Inference seems to bork out when needing to compute log_prob inside the event handler for the model. I’ve looked at hand coding the network and was able to run inference, but ran into other issues I won’t detail here.

Any thoughts into why computing log_prob for a small dataset require so many Gb of memory?

Thanks.

@nmancuso It might be that some log_prob computation is not optimized. Could you add some print statements in the model to get the shapes of s_j and y? If y shape is (70000,) and s_j shape is (70000, 1), then log_prob will be (70000, 70000), which is pretty large IMO.

Btw, not related but svi.init might be a bit faster if you use input_shape=(annot_dim,) in the constructor of haiku_module.

Thanks @fehiepsi. After editing initialization to input_shape=(annot_dim,), you’re correct that the shapes are y.shape == (70000, ) and s_j.shape == (70000,1).

I’m not familiar with the internal workings of log_prob, but shouldn’t this require shape (70000, 1) or (70000,)? All observations are independent given their respective s_j entries.

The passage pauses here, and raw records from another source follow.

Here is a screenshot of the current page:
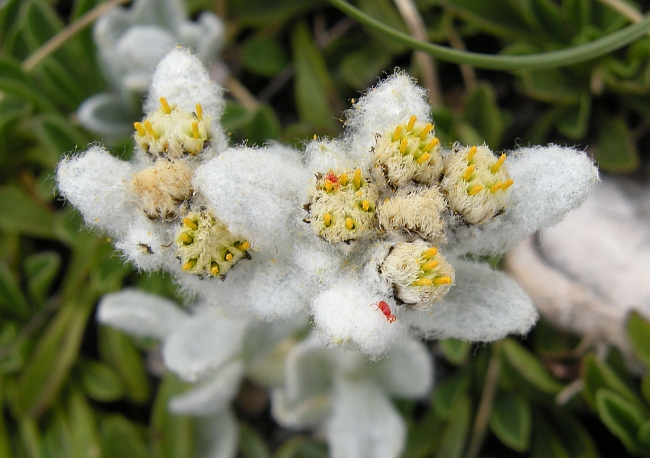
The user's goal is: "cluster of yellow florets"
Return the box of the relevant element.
[305,116,513,309]
[130,97,250,277]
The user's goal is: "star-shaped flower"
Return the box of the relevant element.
[288,73,598,358]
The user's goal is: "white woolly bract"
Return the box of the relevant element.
[56,146,134,234]
[193,146,309,252]
[144,48,227,152]
[327,380,406,458]
[311,281,406,359]
[397,259,538,342]
[163,308,246,382]
[448,145,598,254]
[169,360,244,416]
[344,72,431,163]
[97,289,189,339]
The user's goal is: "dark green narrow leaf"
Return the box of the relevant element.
[0,260,30,318]
[490,395,532,453]
[149,373,196,458]
[594,116,639,173]
[596,388,647,453]
[501,339,562,395]
[101,414,149,458]
[291,22,338,132]
[239,423,271,458]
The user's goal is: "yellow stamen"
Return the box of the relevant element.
[393,124,402,142]
[235,240,251,251]
[420,261,438,271]
[144,121,157,138]
[160,97,172,114]
[467,184,483,196]
[133,122,147,137]
[422,246,438,259]
[183,218,199,231]
[399,138,409,156]
[490,153,506,173]
[420,123,433,140]
[467,146,476,162]
[501,180,514,191]
[490,181,503,194]
[406,115,418,132]
[415,153,431,165]
[422,137,440,153]
[463,165,476,181]
[352,169,361,191]
[183,259,196,270]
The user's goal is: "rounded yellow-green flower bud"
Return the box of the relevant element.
[305,169,379,243]
[130,161,193,220]
[133,97,211,159]
[373,116,442,188]
[379,240,454,310]
[440,145,513,224]
[176,211,250,277]
[377,186,447,243]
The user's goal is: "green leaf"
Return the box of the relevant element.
[239,422,271,458]
[18,299,94,417]
[101,414,149,458]
[557,92,591,140]
[78,359,124,402]
[0,185,55,238]
[625,310,650,367]
[241,35,289,76]
[99,326,151,403]
[291,22,340,133]
[24,251,61,305]
[582,354,643,409]
[594,116,639,173]
[490,394,532,453]
[436,396,472,458]
[438,339,472,366]
[501,339,563,395]
[0,260,30,318]
[149,373,196,458]
[596,388,647,453]
[432,371,471,419]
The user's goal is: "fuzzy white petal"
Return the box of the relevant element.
[163,309,246,382]
[346,72,431,163]
[193,409,239,458]
[169,360,244,416]
[449,145,598,254]
[374,339,433,398]
[193,145,309,254]
[399,259,536,342]
[327,381,406,458]
[56,146,134,234]
[312,281,406,358]
[97,289,189,339]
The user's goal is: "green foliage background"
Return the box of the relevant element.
[0,0,650,458]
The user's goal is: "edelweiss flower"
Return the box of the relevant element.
[288,73,598,357]
[57,49,309,319]
[272,337,433,457]
[78,0,225,137]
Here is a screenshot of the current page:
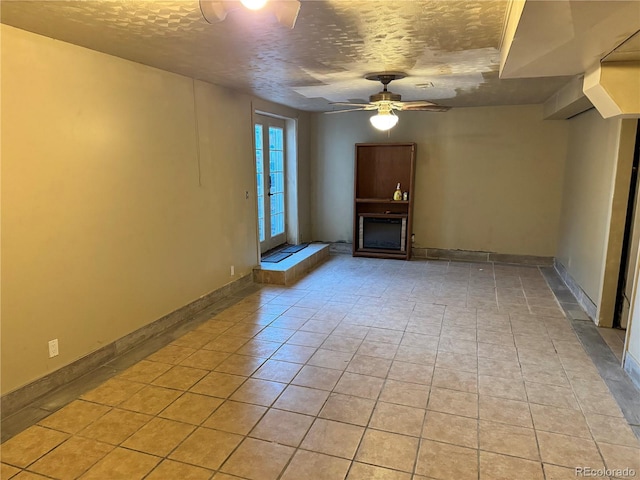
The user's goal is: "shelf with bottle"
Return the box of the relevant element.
[356,198,409,205]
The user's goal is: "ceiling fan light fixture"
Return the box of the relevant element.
[240,0,267,10]
[369,112,398,132]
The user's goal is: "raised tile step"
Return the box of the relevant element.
[253,243,329,285]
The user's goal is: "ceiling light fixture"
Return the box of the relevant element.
[200,0,300,28]
[369,106,398,132]
[240,0,267,10]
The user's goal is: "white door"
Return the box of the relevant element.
[254,115,286,252]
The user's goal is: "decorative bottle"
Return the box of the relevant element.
[393,183,402,200]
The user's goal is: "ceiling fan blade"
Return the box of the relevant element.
[324,105,371,114]
[329,102,371,107]
[270,0,300,28]
[398,105,451,112]
[398,100,438,107]
[200,0,227,23]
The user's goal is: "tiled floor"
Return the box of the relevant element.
[0,255,640,480]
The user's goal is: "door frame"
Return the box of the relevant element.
[251,110,306,256]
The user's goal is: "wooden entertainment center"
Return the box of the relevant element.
[353,143,416,260]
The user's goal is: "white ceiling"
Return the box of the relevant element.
[0,0,640,111]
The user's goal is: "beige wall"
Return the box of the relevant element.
[0,25,309,394]
[312,105,567,256]
[557,109,635,325]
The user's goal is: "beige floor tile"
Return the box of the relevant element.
[29,437,114,479]
[225,322,264,341]
[369,402,425,437]
[585,413,640,448]
[480,451,544,480]
[478,375,527,402]
[346,354,391,378]
[479,420,540,461]
[379,379,430,408]
[145,460,213,480]
[542,463,610,480]
[422,410,478,448]
[147,345,197,365]
[229,378,286,407]
[321,334,362,354]
[334,372,384,399]
[478,357,522,381]
[307,348,353,371]
[203,400,267,435]
[271,343,317,363]
[235,338,282,358]
[300,418,364,459]
[0,463,21,480]
[394,345,437,365]
[291,365,342,391]
[537,431,604,469]
[479,395,533,428]
[431,366,478,393]
[78,408,153,445]
[287,330,329,348]
[440,324,477,342]
[574,387,623,417]
[202,334,248,353]
[122,418,195,457]
[151,365,209,390]
[2,425,69,468]
[416,440,478,480]
[252,360,302,383]
[355,429,418,472]
[427,387,478,418]
[80,378,144,406]
[357,339,398,360]
[438,337,478,355]
[529,404,591,438]
[598,442,640,477]
[220,438,295,480]
[215,353,267,377]
[251,408,314,447]
[38,400,111,433]
[120,385,182,415]
[526,382,580,410]
[318,393,375,426]
[254,324,296,343]
[82,448,161,480]
[388,360,434,385]
[190,372,247,398]
[522,363,570,387]
[180,350,230,370]
[273,385,329,415]
[169,427,243,470]
[171,330,216,350]
[118,360,171,383]
[347,462,410,480]
[478,343,518,362]
[365,327,402,345]
[436,352,478,374]
[158,392,224,425]
[280,450,351,480]
[478,328,513,346]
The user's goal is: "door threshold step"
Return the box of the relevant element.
[253,243,329,285]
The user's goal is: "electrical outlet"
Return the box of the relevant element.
[49,338,58,358]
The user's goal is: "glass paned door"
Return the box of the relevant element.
[254,115,286,252]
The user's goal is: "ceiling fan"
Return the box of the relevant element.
[325,72,451,130]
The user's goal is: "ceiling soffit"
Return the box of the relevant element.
[0,0,569,111]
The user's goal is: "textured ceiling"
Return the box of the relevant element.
[0,0,569,111]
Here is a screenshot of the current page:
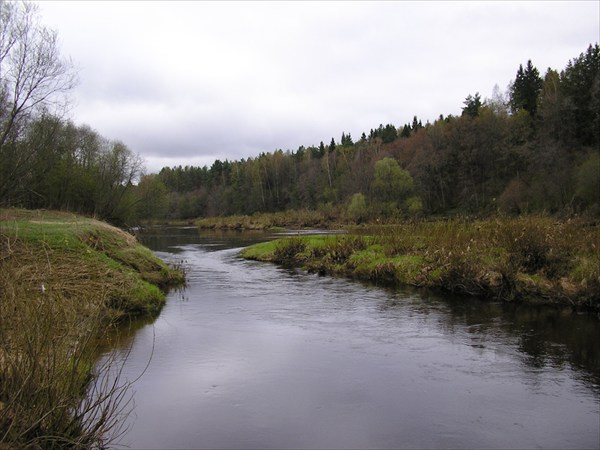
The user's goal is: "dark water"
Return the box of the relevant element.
[105,229,600,448]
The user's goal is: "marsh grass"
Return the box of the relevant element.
[0,210,183,448]
[240,216,600,310]
[196,209,333,230]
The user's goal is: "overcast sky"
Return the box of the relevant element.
[39,0,600,172]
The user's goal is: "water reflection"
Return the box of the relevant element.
[108,229,600,448]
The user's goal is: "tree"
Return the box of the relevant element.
[136,174,169,219]
[371,157,414,215]
[0,1,77,204]
[560,44,600,147]
[347,193,367,223]
[510,60,543,117]
[462,92,482,117]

Oh, that is what I suspected. We should have s_j.shape == (70000,). You can resolve the issue by using s_j = compute_s(X)[..., 0]. :slight_smile:

hk.Linear(1) will give the output with the last dimension have size 1. You can also remove it by defining the network as: lambda a: hk.Sequential([...])(a)[..., 0]

1 Like

Great, thanks for the speedy reply. That seems to have done the trick.